Bonus features include wide-bottom storage pockets, removable TPU windows with insulated covers, interior rod and tool holders, overhead storage netting, propane hose ports, exclusive 3-point Ice-Lock corner anchoring system, anchor tie-down kit, heavy-duty nylon wind anchor straps with adjustable quick release buckles, and a poly-lined, 900-denier carry bag.
Largest in the fleet, Otter's 6-sided XTH Pro Resort offers 101.5 square feet. Designed for 6 to 8 people, it weighs 53 pounds, stands 82 inches high, and stretches 131 inches wide, yet collapses to 78 x 14 x 14 inches.
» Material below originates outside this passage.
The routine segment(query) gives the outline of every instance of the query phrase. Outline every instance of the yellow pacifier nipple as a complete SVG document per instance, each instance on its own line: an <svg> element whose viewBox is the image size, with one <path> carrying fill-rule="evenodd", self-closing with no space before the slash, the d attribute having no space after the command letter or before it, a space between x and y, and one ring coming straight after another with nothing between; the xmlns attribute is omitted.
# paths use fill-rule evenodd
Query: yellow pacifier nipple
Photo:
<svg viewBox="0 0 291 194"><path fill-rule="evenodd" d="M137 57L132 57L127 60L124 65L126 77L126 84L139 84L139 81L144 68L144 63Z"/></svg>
The 4-sided XTH Pro Lodge accommodates 4 or 5 anglers with 64 square feet of space, weighs 42 pounds, and is 76 inches high with a 99-inch hub-to-hub width. At 32 pounds, the 36-square-foot XTH Pro Cabin houses 2 or 3 people, stands 70 inches high, and 78 inches wide. otteroutdoors.com
Eskimo designed its new two-person Grizzly flip-over to give anglers a bulletproof base of operations. The heavy-duty, roto-molded sled shrugs off bumps, scrapes, and drops. It has deep runners for easy sliding and straight-tracking, built-in slots for inserting your own 2 x 4 framework for custom organization, and is 70 x 36 inches in size, so it fits in most truck beds. Its square-aluminum tubing frame snaps into place quickly and stands up to strong winds. The shelter is cloaked in Eskimo's new 900-denier, 4-layer, insulated StormShield fabric that locks in heat while minimizing condensation.
For comfort and convenience, the shelter's Versa swivel seats are mounted on a sliding rail system, which moves side-to-side, back-to-front, and flips up to access gear in the tub. The Grizzly has an oversized rear door for speedy exits and entries, and its side windows are secured on top with hook and fastener tape, and zippers to block light when you're sight-fishing. geteskimo.com
A pair of flip-over Pro Series Shelters flesh out Frabill's large family of portables. Designed with the aid of North-Woods guide Brian "Bro" Brosdahl and Green Bay guide Dale Stroschein, the Model 2255 Bro SideStep Shelter and Stroschein 1350 Shelter are flush with features.
Both are built on a rugged, thermo-formed base with durable, easy-to-deploy frame, and encased in a 600-denier tent with fully quilted insulation. Designed for solo fishing adventures, the Stroschein version offers 11½ square feet of fishable space while the Bro SideStep has 20 square feet and accommodates two anglers. The Stroschein shelter features a Pro Series Camo exterior and Boat Seat on Trunk seating, while the Bro model flashes Arctic Camo colors, has the company's Modular Seating System with two Frabill Boat Seats, and offers SideStep entry. frabill.com
Tipping the scale at just 29 pounds, HT's one-person Quik-Shak is one of the lightest new portables. Completely self-contained with no loose parts, this fishing shelter has a metal pop-up frame, full floor, 4 anchors, 300-denier polyester shell, 4 draped windows, webbed storage pockets, and a fold-up seat. It stands 60 inches high and measures 45 x 28 inches set up. It folds flat to 3½ x 28 x 45 inches and slips inside a suitcase-style bag with traditional handle and shoulder straps for carrying. htent.com
*Dan Johnson of Isanti, Minnesota, is a longtime contributor to In-Fisherman publications and director of All Creation Outdoor Media.